Chinese dissident Chen Guang-cheng (陳光誠), whose escape from house arrest to the US embassy in Beijing sparked a diplomatic crisis last year, will be leaving his position at New York University (NYU) at the end of this month, the university said.
Chen, a self-taught lawyer, has been a special student at the university’s US-Asia Law Institute since May last year. He is working on a book, which is expected to be published later this year.
“We were pleased to offer Chen and his family a place to come and study and support his transition to the US when he first left China, based on a pre-existing relationship he had with scholars here,” NYU spokesman John Beckman said in a statement. “But NYU and Mr Chen had discussions beginning last fall that NYU could not support him indefinitely.”
Beckman rejected reports that Chen’s departure was related to the university’s development of a campus in Shanghai, calling the claims “fanciful and false.”
Professor Jerome Cohen, a family friend and NYU law professor, said in a statement that Chen’s agreement with the university was always to give him and his family a year to “get their feet on the ground and transition to a more permanent position.”
“No political refugee, even Albert Einstein, has received better treatment by an American academic institution than that received by Chen from NYU, and I am grateful to the university administration for its extraordinary generosity, which could not reasonably be expected to go on indefinitely,” Cohen said, adding that Chen was currently choosing between “two attractive opportunities.”
Bob Howe, a spokesman for New York-based Fordham University, confirmed Chen was “in negotiations” with Fordham Law School’s Leitner Center, but did not know what kind of position was being negotiated.
Chen made international headlines in April last year when he escaped from house arrest.
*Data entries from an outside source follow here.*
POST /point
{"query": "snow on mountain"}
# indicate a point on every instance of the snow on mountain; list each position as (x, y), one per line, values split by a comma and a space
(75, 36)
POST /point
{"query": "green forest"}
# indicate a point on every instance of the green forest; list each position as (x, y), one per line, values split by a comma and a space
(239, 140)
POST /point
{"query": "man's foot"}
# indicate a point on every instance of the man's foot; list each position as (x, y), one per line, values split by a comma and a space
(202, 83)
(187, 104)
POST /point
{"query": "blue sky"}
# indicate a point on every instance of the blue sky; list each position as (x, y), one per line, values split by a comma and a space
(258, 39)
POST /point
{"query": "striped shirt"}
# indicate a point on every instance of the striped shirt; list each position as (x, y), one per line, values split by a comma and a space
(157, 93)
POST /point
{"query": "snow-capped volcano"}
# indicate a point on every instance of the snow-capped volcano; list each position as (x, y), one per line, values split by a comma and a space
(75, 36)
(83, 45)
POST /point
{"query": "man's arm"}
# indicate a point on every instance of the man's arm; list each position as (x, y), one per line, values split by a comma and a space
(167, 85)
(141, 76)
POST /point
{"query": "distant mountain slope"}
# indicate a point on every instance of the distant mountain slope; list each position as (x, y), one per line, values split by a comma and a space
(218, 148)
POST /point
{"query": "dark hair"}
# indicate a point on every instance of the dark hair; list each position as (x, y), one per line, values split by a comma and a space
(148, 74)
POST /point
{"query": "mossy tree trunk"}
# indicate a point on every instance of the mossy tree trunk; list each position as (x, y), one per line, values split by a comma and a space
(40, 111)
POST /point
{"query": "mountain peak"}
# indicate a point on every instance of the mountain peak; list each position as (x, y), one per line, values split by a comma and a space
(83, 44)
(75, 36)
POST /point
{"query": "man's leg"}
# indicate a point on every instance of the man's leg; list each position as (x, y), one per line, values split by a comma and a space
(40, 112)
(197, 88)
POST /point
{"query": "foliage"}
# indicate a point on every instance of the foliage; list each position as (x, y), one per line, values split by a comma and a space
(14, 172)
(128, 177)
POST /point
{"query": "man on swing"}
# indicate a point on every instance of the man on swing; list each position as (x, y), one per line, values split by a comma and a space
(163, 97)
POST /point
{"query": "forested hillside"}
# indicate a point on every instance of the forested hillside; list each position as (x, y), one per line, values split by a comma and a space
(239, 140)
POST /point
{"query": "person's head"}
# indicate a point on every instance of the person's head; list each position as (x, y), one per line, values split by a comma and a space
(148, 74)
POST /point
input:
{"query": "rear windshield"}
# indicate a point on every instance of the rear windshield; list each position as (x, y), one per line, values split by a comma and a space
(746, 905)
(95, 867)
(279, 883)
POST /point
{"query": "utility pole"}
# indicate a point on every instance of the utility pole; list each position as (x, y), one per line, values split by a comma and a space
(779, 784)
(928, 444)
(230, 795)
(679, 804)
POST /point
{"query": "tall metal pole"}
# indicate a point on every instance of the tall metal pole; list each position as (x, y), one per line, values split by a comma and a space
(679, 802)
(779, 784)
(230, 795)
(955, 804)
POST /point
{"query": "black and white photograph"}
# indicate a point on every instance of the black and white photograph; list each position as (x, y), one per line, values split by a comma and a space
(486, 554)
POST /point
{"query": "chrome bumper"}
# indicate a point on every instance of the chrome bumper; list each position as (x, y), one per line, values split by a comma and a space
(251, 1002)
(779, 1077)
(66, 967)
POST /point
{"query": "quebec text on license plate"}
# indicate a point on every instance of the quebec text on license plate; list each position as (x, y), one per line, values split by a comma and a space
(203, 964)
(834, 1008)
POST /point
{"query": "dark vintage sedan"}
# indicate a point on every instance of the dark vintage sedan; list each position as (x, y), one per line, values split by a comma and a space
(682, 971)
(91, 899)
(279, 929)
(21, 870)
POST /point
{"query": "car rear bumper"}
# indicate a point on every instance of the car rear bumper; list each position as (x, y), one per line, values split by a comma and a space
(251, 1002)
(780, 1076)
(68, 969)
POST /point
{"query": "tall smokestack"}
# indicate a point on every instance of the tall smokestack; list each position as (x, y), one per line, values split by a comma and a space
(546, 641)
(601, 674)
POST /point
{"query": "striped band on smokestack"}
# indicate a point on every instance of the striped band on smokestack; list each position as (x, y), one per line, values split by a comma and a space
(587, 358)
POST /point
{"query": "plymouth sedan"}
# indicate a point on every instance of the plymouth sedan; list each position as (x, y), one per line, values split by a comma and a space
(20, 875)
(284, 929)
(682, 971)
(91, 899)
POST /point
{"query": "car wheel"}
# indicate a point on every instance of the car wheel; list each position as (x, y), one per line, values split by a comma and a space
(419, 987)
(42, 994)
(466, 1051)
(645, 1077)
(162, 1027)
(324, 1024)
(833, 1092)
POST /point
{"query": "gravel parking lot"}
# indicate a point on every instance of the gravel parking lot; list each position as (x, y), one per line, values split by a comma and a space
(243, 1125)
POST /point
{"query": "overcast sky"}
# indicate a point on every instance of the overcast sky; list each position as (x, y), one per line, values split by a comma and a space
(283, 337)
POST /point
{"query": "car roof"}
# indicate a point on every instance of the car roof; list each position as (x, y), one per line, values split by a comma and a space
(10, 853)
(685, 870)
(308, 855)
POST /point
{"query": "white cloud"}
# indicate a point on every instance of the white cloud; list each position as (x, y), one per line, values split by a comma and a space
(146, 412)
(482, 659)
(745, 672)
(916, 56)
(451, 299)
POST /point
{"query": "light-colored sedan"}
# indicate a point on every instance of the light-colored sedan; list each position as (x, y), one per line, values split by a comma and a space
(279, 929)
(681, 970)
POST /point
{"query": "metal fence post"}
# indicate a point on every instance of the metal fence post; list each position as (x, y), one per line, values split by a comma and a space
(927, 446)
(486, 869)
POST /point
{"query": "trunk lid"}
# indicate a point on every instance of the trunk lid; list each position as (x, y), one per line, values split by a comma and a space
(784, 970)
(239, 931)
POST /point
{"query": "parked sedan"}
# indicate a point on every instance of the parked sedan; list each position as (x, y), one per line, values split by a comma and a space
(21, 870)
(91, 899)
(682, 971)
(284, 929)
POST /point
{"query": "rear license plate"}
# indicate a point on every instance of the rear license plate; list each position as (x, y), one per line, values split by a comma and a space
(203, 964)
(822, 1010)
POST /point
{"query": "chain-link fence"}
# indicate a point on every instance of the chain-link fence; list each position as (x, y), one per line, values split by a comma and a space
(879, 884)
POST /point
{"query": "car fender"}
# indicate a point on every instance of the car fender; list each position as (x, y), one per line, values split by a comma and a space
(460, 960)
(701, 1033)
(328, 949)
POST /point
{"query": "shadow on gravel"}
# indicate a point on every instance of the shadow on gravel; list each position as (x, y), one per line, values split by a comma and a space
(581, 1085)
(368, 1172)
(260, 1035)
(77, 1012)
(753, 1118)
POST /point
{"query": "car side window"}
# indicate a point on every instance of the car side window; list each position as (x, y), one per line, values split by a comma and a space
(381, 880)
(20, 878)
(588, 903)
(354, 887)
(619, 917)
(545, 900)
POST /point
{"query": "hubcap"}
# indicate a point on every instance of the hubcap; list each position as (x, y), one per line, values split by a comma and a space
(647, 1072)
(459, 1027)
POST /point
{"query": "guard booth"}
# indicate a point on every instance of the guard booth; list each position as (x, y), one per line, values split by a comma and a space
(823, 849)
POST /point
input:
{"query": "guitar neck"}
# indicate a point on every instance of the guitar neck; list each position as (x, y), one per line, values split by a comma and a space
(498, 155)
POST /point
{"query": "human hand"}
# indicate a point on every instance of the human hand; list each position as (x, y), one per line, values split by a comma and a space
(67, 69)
He had angered local Chinese officials by documenting complaints about forced abortions. The extrajudicial house arrest followed his release from prison.
His escape to the US embassy triggered a diplomatic standoff over his fate. With then-US secretary of state Hillary Rodham Clinton in Beijing for annual high-level discussions, officials struck a deal that let Chen walk free, only to see him have second thoughts.
That forced new negotiations that led to an agreement to send him to the US to study law at NYU.
Human Rights First gave its Human Rights Award to Chen in October last year.